Banks must be accountable
Last month, the hunt was on for an elderly embezzler who scammed at least 1.4 billion baht from a respectable savings group. When tracked down, Assoc Prof Sawad Saengbangpla, 79, shrugged and admitted that for the past several years he had run the Chulalongkorn University Savings Cooperative for personal gain. He had lured members of the cooperative to invest in his “government lottery cooperative” and transferred about 1.4 billion baht to himself since 2010. He then paid off debts and took long holidays to gamble on Singapore’s Sentosa island casino until the scam was discovered. Police told depositors in effect, “too bad”, they had lost all their savings.

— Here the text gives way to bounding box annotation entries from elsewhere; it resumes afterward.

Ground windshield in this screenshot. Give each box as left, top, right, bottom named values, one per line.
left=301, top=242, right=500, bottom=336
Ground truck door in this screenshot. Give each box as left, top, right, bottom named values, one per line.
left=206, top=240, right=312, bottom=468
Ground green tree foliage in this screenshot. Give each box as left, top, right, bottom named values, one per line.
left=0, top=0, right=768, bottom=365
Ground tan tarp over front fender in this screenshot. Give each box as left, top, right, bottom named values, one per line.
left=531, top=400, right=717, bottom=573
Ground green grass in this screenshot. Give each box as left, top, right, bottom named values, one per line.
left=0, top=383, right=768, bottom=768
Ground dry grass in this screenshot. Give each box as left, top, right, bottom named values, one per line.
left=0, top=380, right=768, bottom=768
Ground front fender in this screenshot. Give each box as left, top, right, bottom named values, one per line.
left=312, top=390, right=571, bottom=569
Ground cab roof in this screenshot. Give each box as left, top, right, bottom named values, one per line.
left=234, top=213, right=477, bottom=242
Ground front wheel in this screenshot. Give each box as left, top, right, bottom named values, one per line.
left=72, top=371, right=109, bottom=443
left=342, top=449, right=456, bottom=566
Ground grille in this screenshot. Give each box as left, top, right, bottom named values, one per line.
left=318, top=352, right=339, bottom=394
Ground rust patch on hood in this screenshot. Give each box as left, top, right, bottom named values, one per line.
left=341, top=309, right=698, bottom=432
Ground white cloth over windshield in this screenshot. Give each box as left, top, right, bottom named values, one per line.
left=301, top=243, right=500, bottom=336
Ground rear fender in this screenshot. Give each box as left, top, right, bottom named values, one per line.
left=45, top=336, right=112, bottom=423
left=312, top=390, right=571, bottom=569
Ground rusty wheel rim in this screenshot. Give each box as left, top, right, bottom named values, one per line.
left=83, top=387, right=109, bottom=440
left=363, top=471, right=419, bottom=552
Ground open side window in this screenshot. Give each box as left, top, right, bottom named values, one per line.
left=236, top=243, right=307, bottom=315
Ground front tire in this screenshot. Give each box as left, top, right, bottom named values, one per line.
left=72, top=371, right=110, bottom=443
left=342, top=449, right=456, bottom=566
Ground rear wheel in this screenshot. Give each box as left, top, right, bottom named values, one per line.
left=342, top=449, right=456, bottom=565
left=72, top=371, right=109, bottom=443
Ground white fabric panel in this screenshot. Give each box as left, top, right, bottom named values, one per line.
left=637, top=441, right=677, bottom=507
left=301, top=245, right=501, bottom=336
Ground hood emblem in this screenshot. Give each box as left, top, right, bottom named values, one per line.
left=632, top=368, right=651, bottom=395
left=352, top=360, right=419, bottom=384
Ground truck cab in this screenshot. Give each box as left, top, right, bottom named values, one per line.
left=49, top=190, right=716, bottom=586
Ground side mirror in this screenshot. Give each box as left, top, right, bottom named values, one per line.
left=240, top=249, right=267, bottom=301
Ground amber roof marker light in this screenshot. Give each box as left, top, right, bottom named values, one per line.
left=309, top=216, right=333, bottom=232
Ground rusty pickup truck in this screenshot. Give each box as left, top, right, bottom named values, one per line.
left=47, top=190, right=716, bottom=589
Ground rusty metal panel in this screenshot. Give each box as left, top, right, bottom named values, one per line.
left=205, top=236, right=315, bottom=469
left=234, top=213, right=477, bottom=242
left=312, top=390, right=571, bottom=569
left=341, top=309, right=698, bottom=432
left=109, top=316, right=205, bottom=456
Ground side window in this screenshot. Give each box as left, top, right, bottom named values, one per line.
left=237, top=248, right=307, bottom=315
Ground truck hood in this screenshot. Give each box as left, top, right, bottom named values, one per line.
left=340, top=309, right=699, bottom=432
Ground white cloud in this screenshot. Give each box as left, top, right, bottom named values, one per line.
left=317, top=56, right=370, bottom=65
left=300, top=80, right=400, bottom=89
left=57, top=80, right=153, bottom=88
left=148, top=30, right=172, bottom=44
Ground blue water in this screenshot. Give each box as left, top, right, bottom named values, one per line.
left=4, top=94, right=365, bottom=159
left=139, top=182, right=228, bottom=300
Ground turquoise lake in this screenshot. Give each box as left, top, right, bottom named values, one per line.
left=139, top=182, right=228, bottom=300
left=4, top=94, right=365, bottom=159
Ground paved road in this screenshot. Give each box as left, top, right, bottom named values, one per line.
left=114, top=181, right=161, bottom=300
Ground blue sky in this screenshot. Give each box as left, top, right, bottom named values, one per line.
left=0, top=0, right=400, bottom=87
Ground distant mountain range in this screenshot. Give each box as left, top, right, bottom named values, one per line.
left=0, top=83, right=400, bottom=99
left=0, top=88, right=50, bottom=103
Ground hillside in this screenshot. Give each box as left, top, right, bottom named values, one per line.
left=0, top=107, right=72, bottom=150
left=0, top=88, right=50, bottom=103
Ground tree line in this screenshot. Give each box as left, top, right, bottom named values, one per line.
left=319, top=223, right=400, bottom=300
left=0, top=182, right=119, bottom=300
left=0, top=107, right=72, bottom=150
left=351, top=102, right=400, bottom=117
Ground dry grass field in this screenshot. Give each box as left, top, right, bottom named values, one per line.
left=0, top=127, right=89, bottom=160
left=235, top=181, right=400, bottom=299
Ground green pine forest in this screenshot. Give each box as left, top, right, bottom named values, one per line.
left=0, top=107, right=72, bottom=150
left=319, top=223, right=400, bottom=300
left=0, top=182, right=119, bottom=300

As always, the banks shake their heads in mock sympathy, but secretly smile because they have no responsibility. In today’s fast-moving economy, ever-more dependent on being linked to banks digitally, Thai finance houses are becoming more and more like the old stereotype. That’s where mean and stingy bankers care exclusively about profits, never about customers. It’s where bankers chuckle as they throw widows out of their homes.

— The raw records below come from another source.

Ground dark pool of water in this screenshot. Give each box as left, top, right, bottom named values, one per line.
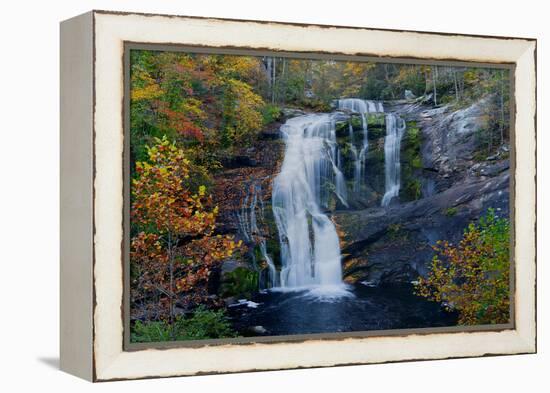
left=229, top=284, right=457, bottom=336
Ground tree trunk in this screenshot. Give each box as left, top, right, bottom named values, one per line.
left=432, top=66, right=437, bottom=106
left=499, top=70, right=504, bottom=146
left=271, top=57, right=277, bottom=104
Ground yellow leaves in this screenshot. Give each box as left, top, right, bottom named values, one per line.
left=130, top=68, right=163, bottom=101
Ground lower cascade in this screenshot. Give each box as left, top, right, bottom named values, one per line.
left=260, top=98, right=406, bottom=291
left=272, top=114, right=346, bottom=288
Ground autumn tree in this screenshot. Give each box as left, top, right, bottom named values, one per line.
left=416, top=210, right=510, bottom=325
left=130, top=137, right=244, bottom=323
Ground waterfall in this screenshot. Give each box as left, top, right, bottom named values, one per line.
left=382, top=113, right=406, bottom=206
left=272, top=114, right=346, bottom=288
left=337, top=98, right=384, bottom=192
left=237, top=180, right=279, bottom=289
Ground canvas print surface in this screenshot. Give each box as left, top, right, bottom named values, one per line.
left=126, top=49, right=512, bottom=343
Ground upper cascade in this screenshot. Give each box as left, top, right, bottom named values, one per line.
left=337, top=98, right=384, bottom=113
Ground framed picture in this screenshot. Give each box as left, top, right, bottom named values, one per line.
left=61, top=11, right=536, bottom=381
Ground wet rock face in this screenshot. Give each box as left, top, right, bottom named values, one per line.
left=333, top=98, right=510, bottom=283
left=333, top=171, right=509, bottom=282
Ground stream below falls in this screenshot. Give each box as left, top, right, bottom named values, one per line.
left=229, top=284, right=457, bottom=336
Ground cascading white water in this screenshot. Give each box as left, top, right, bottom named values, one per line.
left=272, top=114, right=346, bottom=288
left=237, top=181, right=279, bottom=289
left=382, top=113, right=406, bottom=206
left=338, top=98, right=384, bottom=192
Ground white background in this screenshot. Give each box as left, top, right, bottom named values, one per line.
left=0, top=0, right=550, bottom=393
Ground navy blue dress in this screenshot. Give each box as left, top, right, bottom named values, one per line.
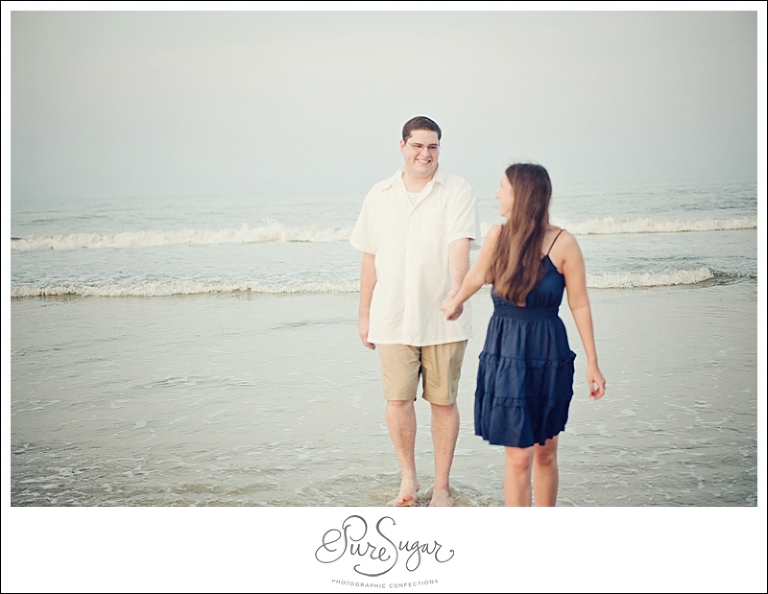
left=475, top=253, right=576, bottom=447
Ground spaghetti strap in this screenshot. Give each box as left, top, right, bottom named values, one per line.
left=547, top=229, right=565, bottom=256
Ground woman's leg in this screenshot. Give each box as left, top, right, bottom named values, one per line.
left=533, top=435, right=559, bottom=507
left=504, top=446, right=533, bottom=507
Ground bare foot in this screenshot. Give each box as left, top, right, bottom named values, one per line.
left=394, top=479, right=421, bottom=507
left=429, top=489, right=456, bottom=507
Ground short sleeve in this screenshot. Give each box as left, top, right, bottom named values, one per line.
left=349, top=194, right=379, bottom=254
left=446, top=182, right=480, bottom=248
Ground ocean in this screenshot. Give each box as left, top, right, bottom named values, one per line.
left=10, top=174, right=758, bottom=507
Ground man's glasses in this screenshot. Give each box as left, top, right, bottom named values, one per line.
left=405, top=140, right=440, bottom=153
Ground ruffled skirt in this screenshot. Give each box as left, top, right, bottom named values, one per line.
left=475, top=315, right=576, bottom=447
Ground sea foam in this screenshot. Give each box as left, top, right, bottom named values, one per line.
left=11, top=223, right=352, bottom=250
left=11, top=280, right=360, bottom=297
left=11, top=266, right=736, bottom=298
left=11, top=217, right=757, bottom=251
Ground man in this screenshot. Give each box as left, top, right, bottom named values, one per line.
left=350, top=116, right=478, bottom=507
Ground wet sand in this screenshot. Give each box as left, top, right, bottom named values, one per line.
left=11, top=281, right=757, bottom=507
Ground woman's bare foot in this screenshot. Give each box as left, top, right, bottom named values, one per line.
left=429, top=489, right=456, bottom=507
left=394, top=479, right=421, bottom=507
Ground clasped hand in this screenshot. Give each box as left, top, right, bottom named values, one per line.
left=440, top=290, right=464, bottom=322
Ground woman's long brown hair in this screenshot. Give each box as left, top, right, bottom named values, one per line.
left=490, top=163, right=552, bottom=307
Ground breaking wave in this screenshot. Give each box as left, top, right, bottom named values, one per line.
left=11, top=217, right=757, bottom=250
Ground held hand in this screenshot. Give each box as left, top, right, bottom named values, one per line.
left=587, top=365, right=605, bottom=400
left=440, top=291, right=464, bottom=322
left=357, top=318, right=376, bottom=350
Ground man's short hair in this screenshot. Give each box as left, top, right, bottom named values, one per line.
left=403, top=116, right=443, bottom=140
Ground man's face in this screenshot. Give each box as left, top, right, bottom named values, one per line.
left=400, top=130, right=440, bottom=178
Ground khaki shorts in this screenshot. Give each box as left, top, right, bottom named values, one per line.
left=376, top=340, right=467, bottom=405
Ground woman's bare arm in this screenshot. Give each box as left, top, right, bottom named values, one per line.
left=557, top=231, right=605, bottom=400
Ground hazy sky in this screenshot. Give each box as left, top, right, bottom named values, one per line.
left=11, top=12, right=757, bottom=198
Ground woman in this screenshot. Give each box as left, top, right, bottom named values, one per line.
left=442, top=164, right=605, bottom=506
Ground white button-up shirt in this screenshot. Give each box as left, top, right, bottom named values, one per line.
left=350, top=168, right=480, bottom=346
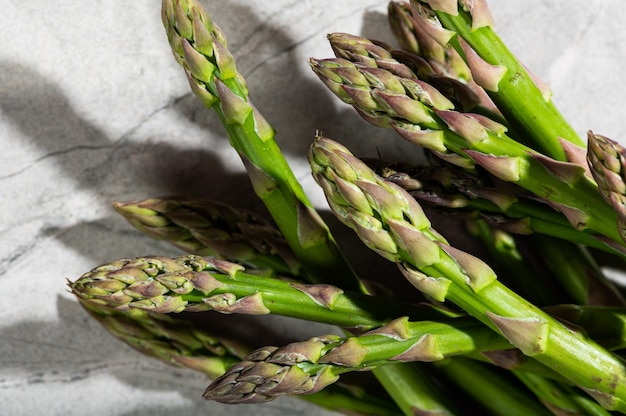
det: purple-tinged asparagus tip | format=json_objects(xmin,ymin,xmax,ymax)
[{"xmin": 459, "ymin": 38, "xmax": 507, "ymax": 92}]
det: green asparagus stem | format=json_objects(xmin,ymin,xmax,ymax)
[
  {"xmin": 411, "ymin": 0, "xmax": 584, "ymax": 161},
  {"xmin": 460, "ymin": 219, "xmax": 565, "ymax": 307},
  {"xmin": 546, "ymin": 304, "xmax": 626, "ymax": 350},
  {"xmin": 368, "ymin": 363, "xmax": 461, "ymax": 416},
  {"xmin": 373, "ymin": 165, "xmax": 622, "ymax": 255},
  {"xmin": 530, "ymin": 236, "xmax": 625, "ymax": 306},
  {"xmin": 69, "ymin": 255, "xmax": 454, "ymax": 332},
  {"xmin": 163, "ymin": 0, "xmax": 468, "ymax": 408},
  {"xmin": 309, "ymin": 138, "xmax": 626, "ymax": 411},
  {"xmin": 113, "ymin": 197, "xmax": 303, "ymax": 277},
  {"xmin": 79, "ymin": 298, "xmax": 402, "ymax": 416},
  {"xmin": 434, "ymin": 357, "xmax": 552, "ymax": 416},
  {"xmin": 309, "ymin": 50, "xmax": 624, "ymax": 251},
  {"xmin": 162, "ymin": 0, "xmax": 362, "ymax": 290},
  {"xmin": 204, "ymin": 318, "xmax": 510, "ymax": 403},
  {"xmin": 513, "ymin": 371, "xmax": 611, "ymax": 416}
]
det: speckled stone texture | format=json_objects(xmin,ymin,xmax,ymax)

Thai banks are long overdue for a customer-friendly makeover. It is scandalous the Thai Bankers Association (TBA) hasn’t done this itself. It is frustrating and unsatisfactory that the government and the Bank of Thailand have not done so.
Two immediate reforms are badly needed. One is a scheme to protect depositors when money is stolen from their accounts, such as with counterfeit credit cards or forged documents. The other is to make banks and other finance houses and institutions fully responsible when consumers lose money in, or because of, use of mobile banking apps provided and pushed by the industry.
Stories about theft from bank accounts now are legion. Highly organised gangs work around the world, cloning cards, stealing passwords, presenting counterfeit documents. In this criminal world, gang members can steal or buy credit and ATM card numbers, make usable cards and drain an unsuspecting person’s account in a few hours. Banks foolishly and unethically treat this as an “in-house” crime, instead of taking proper steps to help victims and other customers.
More up-to-date countries, with full support from card companies and banks, now fully protect victims of such scams and thefts. Thailand has made no move to do so. Banks, short-sighted and heartless, are happy to see their own customers wiped out. They could reimburse crime victims who trusted the banks to keep their money secure. They could even start insurance schemes against such thefts.
Current practice sees virtually all regulation from the banking industry’s viewpoint. This is wrong-headed and morally wrong as well. A 21st century government should already be insuring all accounts and auditing all financial services. The Ministry of Finance and the TBA owe the public actual explanations of services like PromptPay. While aggressively pushing mobile phone apps on the country, neither the government nor bankers are being at all forthright about the risks involved.
The campaign by the National Broadcasting and Telecommunications Commission to take and store fingerprints from every citizen to use for online banking ID is one of the worst ideas. It comes closer to inviting fraud than preventing it. Indeed, a mobile phone user lost 900,000 baht through simple thievery of his True Move SIM card and ID details. Another lost tens of thousands when a senior executive of the leading mobile phone firm stole details of his identity from a “secure” database — unregulated and unaudited, of course.
These cases were wrongly treated as individual crimes. They are part of an evolving crime scene using updated technology and speed against victims. Banks and other finance houses owe the public full protection against such thieves. And if bankers refuse, the government must force them.
Stories about theft from bank accounts now are legion.